L'entusiasmo attorno all'Old Trafford è palpabile in vista della pubblicazione del calendario della Premier League 2026, prevista per venerdì mattina. Questa stagione segna l'inizio ufficiale dell'era di Michael Carrick come allenatore permanente, dopo un periodo ad interim straordinario seguito all'addio di Ruben Amorim. L'ex leggenda del centrocampo dei "Red Devils" ha superato ogni aspettativa lo scorso anno, trascinando la squadra a un prestigioso terzo posto in classifica e garantendo il ritorno nella massima competizione europea, la Champions League, un traguardo che mancava dal 2023. Tuttavia, la gioia per la sua conferma definitiva è parzialmente offuscata da una gestione dell'organico che si preannuncia estremamente complessa sin dalle prime battute del nuovo campionato a causa degli impegni internazionali.

Il nodo principale è rappresentato dal Mondiale 2026, attualmente in corso di svolgimento tra Stati Uniti, Canada e Messico. La rassegna iridata, caratterizzata da un formato esteso a sei settimane, raggiungerà il suo culmine con la finalissima di New Jersey il prossimo 19 luglio.
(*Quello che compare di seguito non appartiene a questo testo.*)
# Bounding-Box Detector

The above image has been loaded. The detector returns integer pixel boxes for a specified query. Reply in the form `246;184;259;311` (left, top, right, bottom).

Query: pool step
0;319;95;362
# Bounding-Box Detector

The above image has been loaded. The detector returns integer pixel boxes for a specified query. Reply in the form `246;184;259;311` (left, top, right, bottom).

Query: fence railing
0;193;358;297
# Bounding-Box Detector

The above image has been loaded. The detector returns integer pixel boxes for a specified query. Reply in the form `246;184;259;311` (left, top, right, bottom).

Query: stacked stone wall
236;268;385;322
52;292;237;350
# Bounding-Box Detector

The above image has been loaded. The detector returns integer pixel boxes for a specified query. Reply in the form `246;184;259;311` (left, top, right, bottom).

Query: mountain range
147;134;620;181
Nonostante la Premier League abbia saggiamente deciso di posticipare il calcio d'inizio della stagione 2026/2027 al 22 agosto per concedere un margine di riposo supplementare, il tempo a disposizione per il recupero fisico e mentale appare insufficiente. I calciatori impegnati nelle fasi finali del torneo arriveranno ai ritiri estivi con pochissimi giorni di vacanza, rendendo quasi impossibile una loro condizione atletica ottimale per la prima giornata di campionato, considerando anche la necessità di svolgere una preparazione adeguata.

Analizzando la rosa a disposizione di Carrick, sono ben nove i calciatori di prima fascia che potrebbero non essere pronti per il debutto stagionale. La preoccupazione maggiore riguarda le nazionali di Inghilterra e Portogallo, che vantano una folta rappresentanza tra le fila dello United e sono tra le favorite per arrivare in fondo alla competizione. In particolare, una possibile finale tra queste due selezioni priverebbe il tecnico di pedine fondamentali come il capitano Bruno Fernandes e il terzino Diogo Dalot per i lusitani, oltre ai gioielli inglesi Kobbie Mainoo e Marcus Rashford. Quest'ultimo, nonostante le recenti speculazioni sul suo futuro, rimane un elemento cardine del progetto tecnico, ma la sua partecipazione prolungata al Mondiale potrebbe costringere lo staff a un programma di rientro personalizzato e molto lento.

Oltre ai quattro sopracitati, ogni altro giocatore del Manchester United presente in Nord America rappresenta l'unico esponente del club nella propria nazionale, il che complica ulteriormente la logistica dei rientri scaglionati. Carrick si troverà costretto a gestire una preparazione estiva a ranghi ridotti, dovendo probabilmente fare affidamento sulle seconde linee o sui giovani dell'accademia per le amichevoli pre-stagionali e, potenzialmente, per i primi impegni ufficiali. La sfida per lo staff tecnico sarà quella di bilanciare la necessità di fare punti immediati in Premier League con l'esigenza di non rischiare infortuni da sovraccarico per le proprie stelle, reduci da una stagione estenuante che non ha concesso pause reali tra la fine dei campionati nazionali e l'inizio dei ritiri mondiali.

La situazione è resa ancora più delicata dalle alte aspettative della proprietà e dei tifosi, che dopo l'ottimo piazzamento dell'anno scorso sognano ora di lottare concretamente per il titolo nazionale. Carrick, che ha dimostrato grande acume tattico e capacità di gestione dello spogliatoio durante la sua reggenza temporanea, dovrà ora confermare queste doti in un contesto di emergenza. La profondità della rosa sarà messa alla prova fin da subito, e il mercato estivo potrebbe subire delle accelerazioni proprio per coprire eventuali lacune numeriche causate dai ritardi dei nazionali. Il calendario che verrà svelato venerdì dirà molto sulle reali possibilità di successo iniziale, poiché affrontare avversari di alto livello senza i propri leader carismatici potrebbe compromettere l'avvio di una stagione cruciale per il rilancio definitivo del club.